Monday, September 29, 2008

Free Comics Monday: Airboy and The Heap

After last weeks post about Ibis, I got a couple of emails requesting other heroes I've overlooked in this feature. One of the most requested was Airboy.

Here's what wikipedia says about Airboy...

Airboy is a fictional aviator hero of an American comic book series initially published by Hillman Periodicals during the World War II-era time period that fans and historians call the Golden Age of comic books. He was created by writer Charles Biro with scripter Dick Wood and artist Al Camy.

Airboy made Air Fighters Comics (renamed Airboy Comics with vol. 2, #11, Dec. 1945) a top seller through the 1940s. In the early issues, Biro wrote the scripts with Dave Wood and drew the covers, while Dan Barry and Fred Kida worked as main illustrators. The book contained backup stories about other aviators, including Skywolf, Iron Ace, the Black Angel, the Bald Eagle, the Flying Dutchman, the Flying Fool, and the prototypical comic book swamp monster, The Heap.




[ Airboy 04 ]

Each of these issues also contains stories featuring The Heap. For those of you unfamiliar with The Heap, he was the *original* swamp monster from the 40's who inspired both Man-Thing and Swamp Thing.
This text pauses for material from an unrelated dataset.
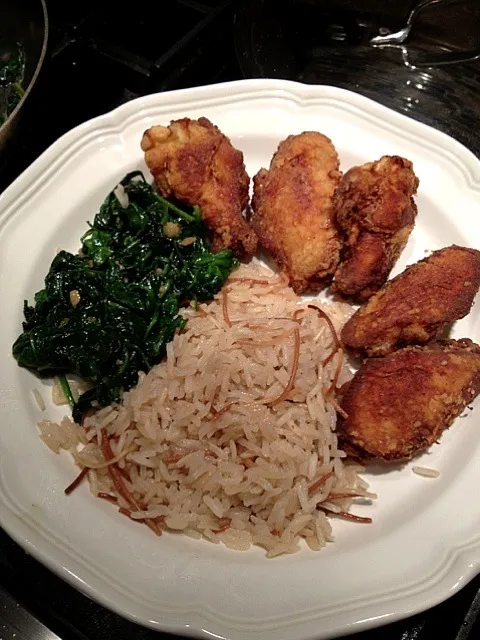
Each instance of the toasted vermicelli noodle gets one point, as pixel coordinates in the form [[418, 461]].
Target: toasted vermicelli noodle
[[232, 437]]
Again, from wikipedia's entry on the Heap...

The Heap is the name of three fictional, comic book muck-monsters, the original of which first appeared in Hillman Periodicals' Air Fighters #3 (Dec. 1942), during the period fans and historians call the Golden Age of Comic Books. It was created by writer Harry Stein and artist Mort Leav, and revived in the 1980s by Eclipse Comics.

Similar but unrelated characters appeared in comics stories published by Skywald in the 1970s and Image Comics in the 1990s.



[ Airboy 05 ]

Enjoy!

3 comments:

Adrian said...

The best part of Airboy v8 #4 is a backup story featuring a gorilla pirate!

JimShelley said...

@adrian - Yeah, it almost wishes there was a Gorilla Pirate standalone series! :D

Dan said...

The Bernie Krigstein art on the gorilla pirate story made the issue for me. His inking style looks similar to what Gil Kane was doing when he was inking his own pencils in Green Lantern.